Entretanto, ela experimentaria essa bondade e esse poder, se os invocasse com
fé. Deus prometeu-o: sua palavra é infalível (SI 17, 4; 137, 7).
Não
digais: Tenho experimentado tantas vezes a minha fraqueza nessa tentação! Se
a experimentastes, foi por haverdes sempre faltado à confiança. Não falteis
mais, e não mais sucumbireis. Pedro, andando sobre as águas por ordem de Jesus
Cristo, começou a afundar assim que faltou à fé e à confiança (Mt 14, 31): e
só foi salvo pela volta desse sentimento, que lhe atraiu a proteção do seu
divino Mestre.
Nas
tentações, mormente nas que geralmente são violentas, atenta aos primeiros botes
da paixão, aplicai-vos a lhe sustar os primeiros movimentos. Se deixardes à imaginação
tempo para se esquentar, ao coração tempo para se prender ao objeto, e isto por
uma defesa fraca de vossa parte, esta infidelidade enfraquecer-vos-á ainda
mais. A paixão tratada com considerações grimpa logo. Era apenas uma faísca,
que teria sido fácil apagar: mas, por essa negligência, toma-se um abrasamento
que ganha todas as potências da alma. Ainda mais necessário é este conselho nas
tentações cuja força redobra pelas impressões que elas produzem nos sentidos.

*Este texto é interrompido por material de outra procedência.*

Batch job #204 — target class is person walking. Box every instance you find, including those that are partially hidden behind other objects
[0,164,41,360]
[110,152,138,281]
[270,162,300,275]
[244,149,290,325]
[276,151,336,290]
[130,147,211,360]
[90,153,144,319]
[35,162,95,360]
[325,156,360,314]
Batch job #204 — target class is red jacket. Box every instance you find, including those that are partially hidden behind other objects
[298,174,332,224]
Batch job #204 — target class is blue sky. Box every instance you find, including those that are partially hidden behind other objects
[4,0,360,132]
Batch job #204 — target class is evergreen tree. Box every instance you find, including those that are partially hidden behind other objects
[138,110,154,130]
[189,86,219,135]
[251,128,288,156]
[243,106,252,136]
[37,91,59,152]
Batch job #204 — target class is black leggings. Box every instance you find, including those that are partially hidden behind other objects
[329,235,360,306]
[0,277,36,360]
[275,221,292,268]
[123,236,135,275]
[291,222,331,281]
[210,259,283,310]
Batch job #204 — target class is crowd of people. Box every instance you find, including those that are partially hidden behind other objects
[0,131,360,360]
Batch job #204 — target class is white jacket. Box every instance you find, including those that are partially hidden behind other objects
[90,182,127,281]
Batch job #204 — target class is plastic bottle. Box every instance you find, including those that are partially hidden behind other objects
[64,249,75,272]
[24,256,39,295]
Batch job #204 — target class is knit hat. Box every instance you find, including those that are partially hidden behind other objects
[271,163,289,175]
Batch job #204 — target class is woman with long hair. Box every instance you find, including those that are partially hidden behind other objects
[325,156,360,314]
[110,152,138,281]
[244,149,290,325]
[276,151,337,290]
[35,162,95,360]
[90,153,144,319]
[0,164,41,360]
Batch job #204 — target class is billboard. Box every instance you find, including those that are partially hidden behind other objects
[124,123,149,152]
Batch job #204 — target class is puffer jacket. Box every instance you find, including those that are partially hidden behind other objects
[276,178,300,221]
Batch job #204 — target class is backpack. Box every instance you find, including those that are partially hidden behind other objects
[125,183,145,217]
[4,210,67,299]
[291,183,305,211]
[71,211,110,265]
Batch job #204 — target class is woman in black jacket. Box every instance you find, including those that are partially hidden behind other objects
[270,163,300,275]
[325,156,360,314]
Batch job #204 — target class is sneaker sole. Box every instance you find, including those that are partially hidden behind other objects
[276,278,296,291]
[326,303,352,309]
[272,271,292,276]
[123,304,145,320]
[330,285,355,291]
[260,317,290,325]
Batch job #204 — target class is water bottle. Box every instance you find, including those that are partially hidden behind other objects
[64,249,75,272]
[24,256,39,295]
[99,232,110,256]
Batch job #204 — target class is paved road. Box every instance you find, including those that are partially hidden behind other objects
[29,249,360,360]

Então fazem-se mister rasgos de uma misericórdia particular para se conservar
no meio das chamas sem ser por elas danificado. A diligência em prevenir esse
perigo, ou vos teria preservado da tentação, ou vos teria assegurado a proteção
de Deus para sairdes dela sem receber ferimento.
Quando
não se tem experiência, devem-se revelar ao seu confessor as tentações assim que
começam. Assim aprende-se a maneira de combatê-las; e assim nos desfazemos
delas mais facilmente. Esse ato de humildade e de simplicidade cristã atrai
graças particulares do Céu. Uma alma que, segundo a ordem estabelecida pela Providência,
quer conduzir-se pela trilha da obediência, merece que o Senhor se interesse
especialmente por ela nas suas penas. Por isto, com frequência sucede já não
causarem essas tentações perturbação, mal as revelamos ao ministro do Senhor.
Se as calamos, na esperança de que elas passarão, ordinariamente damos-lhes
tempo para se fortificarem, e elas se tornam mais difíceis de vencer.